|Nairobi - Merck, a leading company for innovative, top-quality high-tech products in healthcare, life science and performance materials, today announced the launch of the “More than a Mother” campaign as part of the Merck Capacity Advancement Program. The campaign will first be implemented in Kenya, in collaboration with the University of Nairobi and the Kenya Women Parliamentary Association, and progressively rolled out in further African countries.
In some cultures, childless women still suffer discrimination, stigma and ostracism. As such, a central difficulty associated with infertility is that it can transform from an acute, private distress into a harsh, public stigma with complex and devastating consequences. An inability to have a child or to become pregnant can result in being greatly isolated, disinherited or assaulted.

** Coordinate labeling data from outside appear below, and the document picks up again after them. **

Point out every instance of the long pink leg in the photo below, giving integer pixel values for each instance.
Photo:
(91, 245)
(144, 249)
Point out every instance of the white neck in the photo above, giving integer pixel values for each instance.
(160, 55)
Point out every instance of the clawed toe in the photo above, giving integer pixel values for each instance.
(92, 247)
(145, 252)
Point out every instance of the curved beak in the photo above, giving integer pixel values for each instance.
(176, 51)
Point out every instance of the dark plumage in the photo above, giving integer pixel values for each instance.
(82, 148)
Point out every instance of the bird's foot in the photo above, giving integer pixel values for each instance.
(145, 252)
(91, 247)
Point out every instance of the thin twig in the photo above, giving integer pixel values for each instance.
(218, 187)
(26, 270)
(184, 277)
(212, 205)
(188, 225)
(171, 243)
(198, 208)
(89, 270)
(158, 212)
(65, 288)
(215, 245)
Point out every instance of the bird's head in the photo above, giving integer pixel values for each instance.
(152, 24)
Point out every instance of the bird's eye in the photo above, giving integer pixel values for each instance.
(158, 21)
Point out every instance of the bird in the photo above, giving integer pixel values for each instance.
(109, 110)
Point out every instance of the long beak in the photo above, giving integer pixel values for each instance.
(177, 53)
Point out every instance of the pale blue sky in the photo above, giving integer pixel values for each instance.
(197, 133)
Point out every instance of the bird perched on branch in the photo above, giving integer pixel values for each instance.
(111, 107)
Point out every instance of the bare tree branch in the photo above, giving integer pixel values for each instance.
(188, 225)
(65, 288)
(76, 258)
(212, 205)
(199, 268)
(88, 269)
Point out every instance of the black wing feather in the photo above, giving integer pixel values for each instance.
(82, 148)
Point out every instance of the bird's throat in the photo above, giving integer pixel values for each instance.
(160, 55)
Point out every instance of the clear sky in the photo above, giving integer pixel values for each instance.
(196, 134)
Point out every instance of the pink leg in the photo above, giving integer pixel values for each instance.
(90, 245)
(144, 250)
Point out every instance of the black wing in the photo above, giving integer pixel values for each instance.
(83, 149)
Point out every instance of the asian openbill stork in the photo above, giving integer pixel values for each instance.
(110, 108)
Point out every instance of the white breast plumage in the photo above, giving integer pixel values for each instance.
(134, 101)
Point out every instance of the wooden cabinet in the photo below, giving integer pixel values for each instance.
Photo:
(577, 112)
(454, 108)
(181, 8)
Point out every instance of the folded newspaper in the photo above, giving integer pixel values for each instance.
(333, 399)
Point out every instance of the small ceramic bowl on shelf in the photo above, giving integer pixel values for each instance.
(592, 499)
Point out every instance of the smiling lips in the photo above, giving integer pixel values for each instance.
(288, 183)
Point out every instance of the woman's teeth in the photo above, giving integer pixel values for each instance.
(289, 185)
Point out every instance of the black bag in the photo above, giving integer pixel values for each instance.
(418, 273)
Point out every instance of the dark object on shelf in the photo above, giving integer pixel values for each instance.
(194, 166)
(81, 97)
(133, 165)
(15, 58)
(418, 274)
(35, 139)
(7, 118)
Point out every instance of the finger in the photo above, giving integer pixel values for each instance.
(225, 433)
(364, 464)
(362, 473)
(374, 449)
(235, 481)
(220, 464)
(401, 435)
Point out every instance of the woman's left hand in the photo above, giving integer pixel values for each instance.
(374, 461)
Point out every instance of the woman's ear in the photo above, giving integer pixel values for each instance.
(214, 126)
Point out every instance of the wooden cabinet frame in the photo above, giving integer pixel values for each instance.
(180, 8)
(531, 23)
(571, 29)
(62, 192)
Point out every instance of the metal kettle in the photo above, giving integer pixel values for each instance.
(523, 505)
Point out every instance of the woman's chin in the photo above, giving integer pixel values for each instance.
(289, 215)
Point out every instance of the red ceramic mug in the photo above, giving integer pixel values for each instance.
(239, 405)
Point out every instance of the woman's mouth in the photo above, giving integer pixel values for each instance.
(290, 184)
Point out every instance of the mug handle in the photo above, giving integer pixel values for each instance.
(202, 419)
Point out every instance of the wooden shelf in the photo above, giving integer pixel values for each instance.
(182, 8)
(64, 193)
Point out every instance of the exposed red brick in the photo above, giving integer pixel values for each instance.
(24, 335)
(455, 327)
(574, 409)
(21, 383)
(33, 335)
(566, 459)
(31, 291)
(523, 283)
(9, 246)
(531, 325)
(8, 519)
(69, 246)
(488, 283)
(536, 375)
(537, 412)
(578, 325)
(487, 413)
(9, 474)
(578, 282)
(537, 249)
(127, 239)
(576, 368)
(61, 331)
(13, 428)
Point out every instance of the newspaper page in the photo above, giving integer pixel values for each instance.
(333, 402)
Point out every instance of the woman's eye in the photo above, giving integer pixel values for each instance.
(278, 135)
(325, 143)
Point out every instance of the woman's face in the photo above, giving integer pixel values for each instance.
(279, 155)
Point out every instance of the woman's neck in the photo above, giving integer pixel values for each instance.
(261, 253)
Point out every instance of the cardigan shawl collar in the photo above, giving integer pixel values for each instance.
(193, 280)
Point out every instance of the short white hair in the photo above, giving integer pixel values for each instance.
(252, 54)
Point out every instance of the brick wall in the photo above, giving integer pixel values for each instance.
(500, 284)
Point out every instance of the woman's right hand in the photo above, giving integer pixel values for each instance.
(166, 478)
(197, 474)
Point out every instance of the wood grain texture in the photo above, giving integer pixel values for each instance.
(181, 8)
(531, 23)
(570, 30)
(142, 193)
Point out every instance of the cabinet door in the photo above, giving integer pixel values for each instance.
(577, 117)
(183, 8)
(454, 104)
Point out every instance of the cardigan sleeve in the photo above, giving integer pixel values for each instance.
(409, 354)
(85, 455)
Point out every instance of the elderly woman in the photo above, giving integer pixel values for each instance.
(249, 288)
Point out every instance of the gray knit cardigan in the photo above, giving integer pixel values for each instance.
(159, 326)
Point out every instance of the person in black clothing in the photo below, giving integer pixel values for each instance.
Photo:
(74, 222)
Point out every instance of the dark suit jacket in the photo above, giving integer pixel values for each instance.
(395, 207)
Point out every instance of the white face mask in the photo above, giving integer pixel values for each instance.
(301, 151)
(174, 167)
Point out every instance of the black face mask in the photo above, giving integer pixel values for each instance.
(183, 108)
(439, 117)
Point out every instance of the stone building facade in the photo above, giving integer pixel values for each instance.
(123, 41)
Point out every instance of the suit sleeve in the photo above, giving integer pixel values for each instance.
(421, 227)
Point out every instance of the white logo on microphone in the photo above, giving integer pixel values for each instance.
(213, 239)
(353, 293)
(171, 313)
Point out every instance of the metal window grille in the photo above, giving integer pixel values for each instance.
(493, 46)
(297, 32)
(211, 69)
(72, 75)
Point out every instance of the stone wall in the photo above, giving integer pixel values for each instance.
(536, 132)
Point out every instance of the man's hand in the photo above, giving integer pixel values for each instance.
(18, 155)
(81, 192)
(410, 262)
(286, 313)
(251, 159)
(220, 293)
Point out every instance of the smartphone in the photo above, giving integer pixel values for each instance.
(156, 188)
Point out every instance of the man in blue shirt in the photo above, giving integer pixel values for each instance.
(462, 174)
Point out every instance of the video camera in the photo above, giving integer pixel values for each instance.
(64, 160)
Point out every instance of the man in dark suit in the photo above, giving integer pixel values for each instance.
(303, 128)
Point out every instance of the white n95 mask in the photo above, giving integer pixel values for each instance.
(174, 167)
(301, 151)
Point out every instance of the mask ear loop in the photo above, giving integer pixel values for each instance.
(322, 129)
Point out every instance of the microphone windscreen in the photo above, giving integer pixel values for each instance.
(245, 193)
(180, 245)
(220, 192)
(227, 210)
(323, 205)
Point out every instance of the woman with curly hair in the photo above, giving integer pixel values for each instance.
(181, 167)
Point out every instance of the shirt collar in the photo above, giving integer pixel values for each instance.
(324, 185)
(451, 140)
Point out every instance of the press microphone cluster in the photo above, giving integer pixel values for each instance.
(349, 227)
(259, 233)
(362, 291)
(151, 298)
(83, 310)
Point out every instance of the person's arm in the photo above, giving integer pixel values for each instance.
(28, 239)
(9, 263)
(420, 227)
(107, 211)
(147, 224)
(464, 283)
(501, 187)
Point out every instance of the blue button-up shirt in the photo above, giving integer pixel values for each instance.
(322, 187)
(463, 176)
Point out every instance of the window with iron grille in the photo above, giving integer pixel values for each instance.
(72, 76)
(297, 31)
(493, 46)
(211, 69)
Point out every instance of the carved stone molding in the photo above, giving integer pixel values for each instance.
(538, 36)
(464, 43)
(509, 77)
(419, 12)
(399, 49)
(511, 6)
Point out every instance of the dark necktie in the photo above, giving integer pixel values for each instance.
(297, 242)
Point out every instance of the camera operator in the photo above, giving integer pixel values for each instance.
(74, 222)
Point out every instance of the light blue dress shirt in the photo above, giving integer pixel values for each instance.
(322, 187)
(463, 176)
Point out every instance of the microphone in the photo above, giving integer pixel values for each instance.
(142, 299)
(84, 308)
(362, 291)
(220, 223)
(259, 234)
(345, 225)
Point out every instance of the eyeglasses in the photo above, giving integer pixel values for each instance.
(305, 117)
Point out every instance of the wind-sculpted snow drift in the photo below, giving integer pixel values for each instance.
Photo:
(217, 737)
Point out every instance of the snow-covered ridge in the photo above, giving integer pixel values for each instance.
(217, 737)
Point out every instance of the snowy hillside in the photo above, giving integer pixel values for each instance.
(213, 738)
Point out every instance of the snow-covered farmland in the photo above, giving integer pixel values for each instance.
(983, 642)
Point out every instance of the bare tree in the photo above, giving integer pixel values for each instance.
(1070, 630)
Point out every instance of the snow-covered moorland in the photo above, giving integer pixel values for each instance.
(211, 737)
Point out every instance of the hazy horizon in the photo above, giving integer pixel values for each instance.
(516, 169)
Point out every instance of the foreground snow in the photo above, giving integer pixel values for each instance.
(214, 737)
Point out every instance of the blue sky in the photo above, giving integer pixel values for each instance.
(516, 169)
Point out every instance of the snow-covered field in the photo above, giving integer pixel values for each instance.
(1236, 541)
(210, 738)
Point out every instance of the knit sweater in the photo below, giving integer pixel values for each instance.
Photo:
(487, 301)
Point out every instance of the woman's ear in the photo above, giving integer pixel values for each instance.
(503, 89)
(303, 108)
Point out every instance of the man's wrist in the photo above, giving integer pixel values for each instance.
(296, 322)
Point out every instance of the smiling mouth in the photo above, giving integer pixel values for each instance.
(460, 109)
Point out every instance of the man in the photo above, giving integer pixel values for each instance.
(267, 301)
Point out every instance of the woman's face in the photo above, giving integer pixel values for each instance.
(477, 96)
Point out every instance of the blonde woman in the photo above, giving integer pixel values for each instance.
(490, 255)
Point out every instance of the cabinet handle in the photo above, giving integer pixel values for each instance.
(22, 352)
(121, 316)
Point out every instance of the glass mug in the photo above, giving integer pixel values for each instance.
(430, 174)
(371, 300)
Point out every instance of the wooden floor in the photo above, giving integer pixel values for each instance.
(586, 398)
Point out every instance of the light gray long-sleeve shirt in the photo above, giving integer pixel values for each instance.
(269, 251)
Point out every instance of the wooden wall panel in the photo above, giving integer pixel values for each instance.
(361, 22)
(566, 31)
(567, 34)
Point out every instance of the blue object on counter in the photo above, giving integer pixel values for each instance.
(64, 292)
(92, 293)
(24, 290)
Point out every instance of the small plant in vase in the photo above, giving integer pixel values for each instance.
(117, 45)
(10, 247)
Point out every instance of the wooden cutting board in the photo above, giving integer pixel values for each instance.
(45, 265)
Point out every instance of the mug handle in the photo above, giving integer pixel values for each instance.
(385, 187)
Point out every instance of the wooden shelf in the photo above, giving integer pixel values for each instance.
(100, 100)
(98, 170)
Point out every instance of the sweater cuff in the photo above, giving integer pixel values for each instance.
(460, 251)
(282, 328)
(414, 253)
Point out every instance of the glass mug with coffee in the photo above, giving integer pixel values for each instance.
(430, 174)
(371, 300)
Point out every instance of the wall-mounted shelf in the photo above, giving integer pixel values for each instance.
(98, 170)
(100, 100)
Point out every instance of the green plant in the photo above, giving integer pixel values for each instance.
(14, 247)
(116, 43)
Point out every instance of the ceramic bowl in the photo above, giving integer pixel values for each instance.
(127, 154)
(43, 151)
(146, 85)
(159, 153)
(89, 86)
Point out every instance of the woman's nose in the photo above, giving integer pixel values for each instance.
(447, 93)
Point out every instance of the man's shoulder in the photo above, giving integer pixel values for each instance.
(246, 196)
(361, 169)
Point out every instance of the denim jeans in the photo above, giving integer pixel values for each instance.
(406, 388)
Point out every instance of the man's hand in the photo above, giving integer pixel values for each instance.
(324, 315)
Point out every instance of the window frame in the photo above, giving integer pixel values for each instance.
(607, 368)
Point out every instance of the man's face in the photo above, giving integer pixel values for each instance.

This may result in divorce or physical and psychological violence.
“Providing access to infertility care is important, but it is even more important to intervene to decrease stigmatization and social suffering arising from this condition,” said Belén Garijo, Member of the Executive Board of Merck and CEO Healthcare at Merck, during her meeting with the University of Nairobi and the Kenya Women Parliamentary Association to kick off the campaign.
Merck’s Capacity Advancement Program (CAP) forms a key pillar of the Group’s Corporate Responsibility activities in the strategic area of activity health. The five-year program aims at expanding the professional capacity in developing countries in the areas such as research and development, advocacy building, medical education or community awareness. By the end of 2018, Merck plans to target more than 19,000 students in African, Asian, Latin American and Middle Eastern countries, with special focus on non-communicable diseases such as diabetes, cancer and fertility management.
Prof. Koigi Kamau, University of Nairobi stressed: “Through the “More than a Mother” campaign, we will challenge the perception about infertile women, their roles and worth in society, both within and beyond the medical profession in order to achieve any systemic shift in the current culture of gender discrimination in the context of fertility care.”
The program will provide medical education and awareness for medical students and general practitioners and will also support governments to define policies to improve access to safe and effective fertility care, address the need for interventions to reduce stigmatization and social suffering of infertile women and raise awareness about male infertility and the necessity for a team approach to family building among couples.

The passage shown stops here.